Free speech, civic discourse and moving forward
I have spoken with numerous students, faculty and staff in the weeks since the protests that occurred on our campus, and I know there are many in our community continuing to process these events. I am writing today to offer some follow-up and information on where we go from here.
Subsequent to the protests, incidents regarding behavior were investigated and actions by pertinent students and faculty are being addressed. Two students were issued misdemeanor citations. I mention these outcomes in the spirit of transparency and framing a teachable moment. While the vast majority of those involved followed UTSA’s policies regarding peaceful public assembly, those that did not are going through the appropriate processes according to our code of conduct.
Moving forward, we are focusing efforts to educate our campus community on civic discourse and freedom of expression. I have engaged my senior leadership team to mobilize around these topics, and have some updates to share.

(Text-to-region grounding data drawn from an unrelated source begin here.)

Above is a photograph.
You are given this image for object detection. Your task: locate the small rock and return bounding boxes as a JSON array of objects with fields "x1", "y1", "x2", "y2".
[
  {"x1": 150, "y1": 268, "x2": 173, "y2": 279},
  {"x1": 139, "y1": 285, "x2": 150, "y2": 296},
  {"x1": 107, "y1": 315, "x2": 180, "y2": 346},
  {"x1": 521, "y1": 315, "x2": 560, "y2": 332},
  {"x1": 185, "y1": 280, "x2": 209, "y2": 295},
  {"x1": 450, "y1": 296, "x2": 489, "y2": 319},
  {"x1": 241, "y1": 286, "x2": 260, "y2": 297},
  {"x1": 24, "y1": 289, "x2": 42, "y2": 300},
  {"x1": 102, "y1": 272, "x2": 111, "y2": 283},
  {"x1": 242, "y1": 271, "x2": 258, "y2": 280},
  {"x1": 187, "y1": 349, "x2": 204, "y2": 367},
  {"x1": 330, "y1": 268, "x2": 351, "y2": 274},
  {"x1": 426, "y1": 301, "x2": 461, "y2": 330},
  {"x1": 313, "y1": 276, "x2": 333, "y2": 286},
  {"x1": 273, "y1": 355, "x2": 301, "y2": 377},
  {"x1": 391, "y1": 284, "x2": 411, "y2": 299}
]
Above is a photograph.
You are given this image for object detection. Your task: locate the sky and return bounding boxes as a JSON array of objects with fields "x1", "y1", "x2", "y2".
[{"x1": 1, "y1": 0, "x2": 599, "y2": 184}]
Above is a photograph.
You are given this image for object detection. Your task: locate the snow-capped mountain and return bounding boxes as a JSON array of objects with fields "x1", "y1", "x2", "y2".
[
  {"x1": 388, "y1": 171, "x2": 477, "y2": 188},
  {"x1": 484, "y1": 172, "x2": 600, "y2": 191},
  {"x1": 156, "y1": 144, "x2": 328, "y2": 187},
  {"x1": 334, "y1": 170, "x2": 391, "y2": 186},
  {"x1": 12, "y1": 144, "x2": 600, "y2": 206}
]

- We launched a new Civic Discourse and Engagement website as a clearinghouse for campus programming and resources, including trainings, workshops, guest speakers and curriculum integrations. Two excellent events are coming up this week:
- Provost Kimberly Andrews Espy is taking the lead on programming around these issues, and together with Dean of Libraries Dean Hendrix will be developing engagement and curriculum integration opportunities for students inside and outside the classroom. I have been especially impressed by the work being done among our Top Scholars to “unpack” the circumstances that led to the protests through group dialogue and reflection. We are aiming to provide more settings for members of the Roadrunner community to do the same.
- In addition to working with student organizations and individuals needing counsel, resources or support, Vice President for Student Affairs Sam Gonzales and his team will be taking the lead on communicating to the campus community regarding future incidents, opportunities or actions regarding free speech, campus climate and civic discourse.

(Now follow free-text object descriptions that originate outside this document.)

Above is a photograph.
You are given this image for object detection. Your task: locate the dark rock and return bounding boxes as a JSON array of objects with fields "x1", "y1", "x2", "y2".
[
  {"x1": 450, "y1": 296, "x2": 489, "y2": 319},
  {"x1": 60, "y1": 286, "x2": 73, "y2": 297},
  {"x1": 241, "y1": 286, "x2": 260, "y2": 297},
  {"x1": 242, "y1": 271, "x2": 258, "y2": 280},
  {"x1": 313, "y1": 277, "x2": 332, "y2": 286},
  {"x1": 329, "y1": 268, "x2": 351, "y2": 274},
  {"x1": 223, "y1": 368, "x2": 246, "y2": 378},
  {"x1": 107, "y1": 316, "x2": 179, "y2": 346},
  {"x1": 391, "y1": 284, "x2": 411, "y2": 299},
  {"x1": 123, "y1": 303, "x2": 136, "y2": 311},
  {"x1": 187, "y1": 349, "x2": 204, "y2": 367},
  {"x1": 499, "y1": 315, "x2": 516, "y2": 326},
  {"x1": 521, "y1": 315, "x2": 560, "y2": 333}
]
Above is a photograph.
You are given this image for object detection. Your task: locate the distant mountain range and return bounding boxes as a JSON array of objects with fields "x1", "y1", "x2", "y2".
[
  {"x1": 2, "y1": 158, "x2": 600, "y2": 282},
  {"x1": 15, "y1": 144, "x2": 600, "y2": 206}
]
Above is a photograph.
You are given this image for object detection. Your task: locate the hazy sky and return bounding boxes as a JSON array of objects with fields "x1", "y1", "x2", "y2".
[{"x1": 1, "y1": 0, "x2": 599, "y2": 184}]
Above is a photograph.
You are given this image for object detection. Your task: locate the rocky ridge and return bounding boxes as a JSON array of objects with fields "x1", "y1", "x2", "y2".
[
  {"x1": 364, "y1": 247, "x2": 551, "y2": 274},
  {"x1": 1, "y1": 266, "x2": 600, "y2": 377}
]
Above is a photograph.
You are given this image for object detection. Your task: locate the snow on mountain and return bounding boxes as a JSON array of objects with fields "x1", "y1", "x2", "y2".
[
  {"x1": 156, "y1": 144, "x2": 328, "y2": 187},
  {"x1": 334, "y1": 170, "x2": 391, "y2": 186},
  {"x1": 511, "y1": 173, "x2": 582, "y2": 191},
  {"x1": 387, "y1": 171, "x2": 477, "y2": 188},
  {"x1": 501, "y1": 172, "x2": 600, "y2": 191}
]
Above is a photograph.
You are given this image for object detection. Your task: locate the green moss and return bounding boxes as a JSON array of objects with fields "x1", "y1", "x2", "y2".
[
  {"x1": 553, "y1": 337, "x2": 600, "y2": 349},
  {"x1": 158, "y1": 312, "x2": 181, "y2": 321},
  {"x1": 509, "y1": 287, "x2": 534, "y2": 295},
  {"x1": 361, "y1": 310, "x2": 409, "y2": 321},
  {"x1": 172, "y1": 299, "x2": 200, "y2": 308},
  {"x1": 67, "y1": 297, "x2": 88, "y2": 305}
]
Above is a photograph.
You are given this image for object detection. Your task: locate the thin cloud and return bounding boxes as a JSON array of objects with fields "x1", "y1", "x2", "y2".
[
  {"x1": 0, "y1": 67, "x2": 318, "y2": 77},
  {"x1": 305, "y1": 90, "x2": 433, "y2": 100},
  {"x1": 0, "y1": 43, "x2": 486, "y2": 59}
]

As I stated in my opinion piece in the San Antonio Express-News, I believe we must practice expressing our beliefs with passion and conviction while putting just as much energy into listening and understanding alternate points of view. Doxing and other forms of harassment are entirely inappropriate reactions in a learning community, and completely against UTSA’s core values and the Roadrunner Creed. We can and must hold ourselves to a higher standard as a model for how a university community navigates political discord.
My intent in sharing this information is to indicate that the wheels are in motion to address these issues in integral ways on our campus, but also to acknowledge that they are part of the very fabric of our society and our community and will need ongoing, collective care and attention. We will move forward together.